Charles Rangel’s Case for Conscription

If the Pentagon’s recent decision to open up combat positions to women leads conservative Dave Carter to worry that women will be drafted, liberal Democratic Rep. Charles Rangel embraces the idea and calls for the establishment of a draft that applies to both men and women:

Since January 2003, at the height of the debate on the possible unilateral strike against Iraq, I have advocated for a reinstatement of the military draft to ensure a more equitable representation of people making sacrifices in wars in which the United States is engaged….

Currently the burden of defending our nation is carried by less than 1% of the American population. The 2.2 million members of the armed forces in active duty, the National Guard and the Reserve have become a virtual military class that makes the ultimate sacrifice of laying down life and limb for our country….

Since we replaced the compulsory military draft with an all-volunteer force in 1973, our nation has been making decisions about wars without worry over who fights them. I sincerely believe that reinstating the draft would compel the American public to have a stake in the wars we fight as a nation. That is why I wrote the Universal National Service Act, known as the “draft” bill, which requires all men and women between ages 18 and 25 to give two years of service in any capacity that promotes our national defense.

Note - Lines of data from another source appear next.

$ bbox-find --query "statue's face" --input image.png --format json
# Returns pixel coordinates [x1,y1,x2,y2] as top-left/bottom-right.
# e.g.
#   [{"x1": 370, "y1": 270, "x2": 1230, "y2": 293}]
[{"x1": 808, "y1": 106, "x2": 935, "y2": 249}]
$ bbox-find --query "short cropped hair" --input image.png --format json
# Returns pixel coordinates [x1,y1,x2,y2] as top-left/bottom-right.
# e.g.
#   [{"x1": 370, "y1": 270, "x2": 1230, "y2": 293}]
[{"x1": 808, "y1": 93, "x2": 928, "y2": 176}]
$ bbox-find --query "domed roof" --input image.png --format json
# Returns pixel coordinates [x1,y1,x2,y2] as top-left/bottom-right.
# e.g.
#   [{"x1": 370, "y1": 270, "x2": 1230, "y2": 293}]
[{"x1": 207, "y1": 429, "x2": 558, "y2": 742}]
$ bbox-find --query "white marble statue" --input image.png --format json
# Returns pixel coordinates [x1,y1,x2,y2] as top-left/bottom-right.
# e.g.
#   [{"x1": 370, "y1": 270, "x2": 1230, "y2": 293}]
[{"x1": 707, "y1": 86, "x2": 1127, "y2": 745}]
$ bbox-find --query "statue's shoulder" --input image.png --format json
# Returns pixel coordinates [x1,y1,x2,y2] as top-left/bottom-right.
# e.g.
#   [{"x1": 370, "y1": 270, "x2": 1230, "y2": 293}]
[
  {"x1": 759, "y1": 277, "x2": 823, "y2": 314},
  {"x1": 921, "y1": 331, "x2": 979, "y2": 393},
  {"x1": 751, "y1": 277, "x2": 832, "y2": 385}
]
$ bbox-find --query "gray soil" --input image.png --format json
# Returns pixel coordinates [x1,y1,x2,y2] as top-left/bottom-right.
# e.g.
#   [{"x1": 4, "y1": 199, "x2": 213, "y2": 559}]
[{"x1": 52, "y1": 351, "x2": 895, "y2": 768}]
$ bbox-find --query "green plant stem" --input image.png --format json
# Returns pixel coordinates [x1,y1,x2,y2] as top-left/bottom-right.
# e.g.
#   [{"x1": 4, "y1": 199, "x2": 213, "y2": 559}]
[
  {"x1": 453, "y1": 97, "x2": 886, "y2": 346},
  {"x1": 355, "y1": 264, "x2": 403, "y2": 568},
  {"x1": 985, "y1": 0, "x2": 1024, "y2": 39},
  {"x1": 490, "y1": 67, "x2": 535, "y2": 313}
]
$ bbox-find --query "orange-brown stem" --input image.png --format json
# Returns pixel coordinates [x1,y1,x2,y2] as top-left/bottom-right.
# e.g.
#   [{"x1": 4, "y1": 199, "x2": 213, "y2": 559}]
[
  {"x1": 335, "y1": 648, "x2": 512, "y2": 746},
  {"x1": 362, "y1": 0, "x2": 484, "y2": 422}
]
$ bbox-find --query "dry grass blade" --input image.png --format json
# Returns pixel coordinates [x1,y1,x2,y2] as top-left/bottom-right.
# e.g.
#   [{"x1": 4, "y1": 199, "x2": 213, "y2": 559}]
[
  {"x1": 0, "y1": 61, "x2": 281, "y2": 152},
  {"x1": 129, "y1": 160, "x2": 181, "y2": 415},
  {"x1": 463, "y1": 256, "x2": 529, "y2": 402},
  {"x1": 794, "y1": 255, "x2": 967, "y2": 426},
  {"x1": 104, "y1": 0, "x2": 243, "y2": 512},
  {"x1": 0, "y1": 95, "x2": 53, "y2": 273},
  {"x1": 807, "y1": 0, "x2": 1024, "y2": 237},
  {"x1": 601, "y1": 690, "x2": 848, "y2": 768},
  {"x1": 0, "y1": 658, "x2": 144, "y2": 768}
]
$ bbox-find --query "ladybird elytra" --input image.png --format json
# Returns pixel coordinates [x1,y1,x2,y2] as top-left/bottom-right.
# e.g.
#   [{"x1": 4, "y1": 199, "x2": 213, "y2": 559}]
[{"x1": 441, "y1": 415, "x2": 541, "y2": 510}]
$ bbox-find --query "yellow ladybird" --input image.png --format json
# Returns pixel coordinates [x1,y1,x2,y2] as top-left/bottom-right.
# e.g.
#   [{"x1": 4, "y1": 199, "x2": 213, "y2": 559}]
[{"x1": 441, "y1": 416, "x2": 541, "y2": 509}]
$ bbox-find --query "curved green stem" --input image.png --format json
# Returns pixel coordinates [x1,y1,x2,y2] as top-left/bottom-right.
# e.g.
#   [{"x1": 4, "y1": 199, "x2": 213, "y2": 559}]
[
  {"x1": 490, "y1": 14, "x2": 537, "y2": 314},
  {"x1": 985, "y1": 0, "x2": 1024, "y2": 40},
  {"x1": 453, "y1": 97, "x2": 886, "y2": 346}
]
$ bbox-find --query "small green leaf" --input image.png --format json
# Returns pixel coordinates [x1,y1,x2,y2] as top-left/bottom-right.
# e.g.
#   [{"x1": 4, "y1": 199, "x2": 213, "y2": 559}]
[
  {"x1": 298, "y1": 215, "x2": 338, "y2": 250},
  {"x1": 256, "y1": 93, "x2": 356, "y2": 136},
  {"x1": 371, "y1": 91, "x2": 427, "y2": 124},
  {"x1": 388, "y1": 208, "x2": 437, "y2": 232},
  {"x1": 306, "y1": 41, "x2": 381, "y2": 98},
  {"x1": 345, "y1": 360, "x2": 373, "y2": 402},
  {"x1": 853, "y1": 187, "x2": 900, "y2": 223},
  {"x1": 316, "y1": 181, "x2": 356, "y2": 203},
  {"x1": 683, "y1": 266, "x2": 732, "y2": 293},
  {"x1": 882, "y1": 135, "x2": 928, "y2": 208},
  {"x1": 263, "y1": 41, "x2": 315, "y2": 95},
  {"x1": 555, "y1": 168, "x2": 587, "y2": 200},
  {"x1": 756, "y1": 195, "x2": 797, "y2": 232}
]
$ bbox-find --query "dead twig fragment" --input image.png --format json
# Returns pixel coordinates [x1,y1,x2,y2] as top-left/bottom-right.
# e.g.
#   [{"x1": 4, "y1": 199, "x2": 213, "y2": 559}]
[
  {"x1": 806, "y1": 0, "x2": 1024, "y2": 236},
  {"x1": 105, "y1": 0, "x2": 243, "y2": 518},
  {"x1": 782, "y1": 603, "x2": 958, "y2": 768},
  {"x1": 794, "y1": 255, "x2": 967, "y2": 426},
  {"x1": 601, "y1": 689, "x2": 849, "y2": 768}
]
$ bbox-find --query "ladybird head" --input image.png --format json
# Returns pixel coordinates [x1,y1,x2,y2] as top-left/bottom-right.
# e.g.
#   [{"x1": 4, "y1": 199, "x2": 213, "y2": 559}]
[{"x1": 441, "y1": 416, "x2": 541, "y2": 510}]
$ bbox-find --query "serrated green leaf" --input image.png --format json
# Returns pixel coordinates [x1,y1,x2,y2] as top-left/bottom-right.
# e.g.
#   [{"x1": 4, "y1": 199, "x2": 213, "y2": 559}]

Rangel’s equality argument for the draft is dubious. If we reinstate the draft, it would still be true that only a small percentage of Americans would ever actually serve in combat during wartime and take the risk of “making the ultimate sacrifice.” Even during World War II, only about 16 million Americans served in the armed forces out of a population of 132 million in 1940. And only a minority of the 16 million served in combat positions. Under Rangel’s proposal, the burden of combat duty would still fall on a very small fraction of the population: those unlucky enough to be between the ages of 18 and 25 whenever a war happens to occur. The big difference is that the small group that bears the burden will be selected by force rather than choice. Coerced inequality is no improvement over inequality created by voluntary choice. At least in the latter case, the government has a strong incentive to adequately compensate servicemembers for the risks they take, if only because they would face manpower shortages otherwise. Unequal risk of death is partially offset by extra pay and benefits and by the attractions of military life to those who find it appealing. Draftees get far less in the way of compensation for the inequality imposed on them.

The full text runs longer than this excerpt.